Hi! I'm Jeffrey Mei, an applied scientist at SiriusXM/Pandora.

My current work is in using transformers and self-attention to develop better recommender models for music personalization. Previously, I worked on incorporating style into next-item recommendations at Wayfair, and my PhD research focused on investigating sea ice deformation using computer vision and deep learning techniques with remote-sensing data. The unifying theme of both my academic and industry research is in improving interpretability of "black-box" deep learning models, along with a passion for elegant data visualization.

Portfolio

My doctoral thesis research with my PhD supervisor, Dr. Ted Maksym (WHOI) involved quantifying sea ice thickness, which cannot be easily measured by satellites, using lidar-measured surface elevation. I improved current statistical methods of inferring sea ice thickness by using deep learning techniques, such as convolutional neural networks, to distinguish different surface topographies (example) and to relate the surface texture to the local sea ice thickness. I also worked with computer vision techniques, such as delineating sea ice floes in satellite imagery using OpenCV (example), or classifying sea ice topographies based on their textures.

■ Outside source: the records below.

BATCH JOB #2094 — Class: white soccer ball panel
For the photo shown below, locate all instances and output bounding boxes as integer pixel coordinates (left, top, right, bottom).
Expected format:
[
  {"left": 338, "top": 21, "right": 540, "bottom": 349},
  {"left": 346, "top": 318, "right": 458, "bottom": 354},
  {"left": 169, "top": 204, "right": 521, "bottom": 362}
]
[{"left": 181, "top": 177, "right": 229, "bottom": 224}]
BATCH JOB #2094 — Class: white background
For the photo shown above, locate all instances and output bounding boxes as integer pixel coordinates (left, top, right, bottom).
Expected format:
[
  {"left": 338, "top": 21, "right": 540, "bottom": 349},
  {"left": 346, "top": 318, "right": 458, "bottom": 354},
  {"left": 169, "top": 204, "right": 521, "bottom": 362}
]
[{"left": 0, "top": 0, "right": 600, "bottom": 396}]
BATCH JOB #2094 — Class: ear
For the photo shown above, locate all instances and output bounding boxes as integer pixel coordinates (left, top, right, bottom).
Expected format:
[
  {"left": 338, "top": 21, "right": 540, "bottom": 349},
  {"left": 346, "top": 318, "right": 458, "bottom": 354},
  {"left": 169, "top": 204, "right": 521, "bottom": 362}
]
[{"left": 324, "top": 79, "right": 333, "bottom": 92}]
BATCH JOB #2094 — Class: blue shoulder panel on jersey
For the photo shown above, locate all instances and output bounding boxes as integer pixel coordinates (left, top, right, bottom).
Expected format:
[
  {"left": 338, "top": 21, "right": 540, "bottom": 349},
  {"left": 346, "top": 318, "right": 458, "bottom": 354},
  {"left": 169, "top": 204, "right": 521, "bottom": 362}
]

In 2017, I took part in the PIPERS expedition to the Ross Sea during Antarctic winter to collect snow depth and sea ice thickness data (example). This work was ultimately published in a journal article.

In the past, I worked on localizing glacial calving by using numerical methods and signal processing with local seismic data. In 2015, I conducted field work in Sermilik Fjord, Greenland to collect oceanographic and seismic data near Helheim Glacier, which was eventually published.

Random side projects I have done include simulating the sea ice ridging process using an open-source particle simulator (LIGGGHTS); I have also been compiling various scripts useful for handling cryoscience data that I have developed during my PhD into a set of open-source tools (cryo-toolbox).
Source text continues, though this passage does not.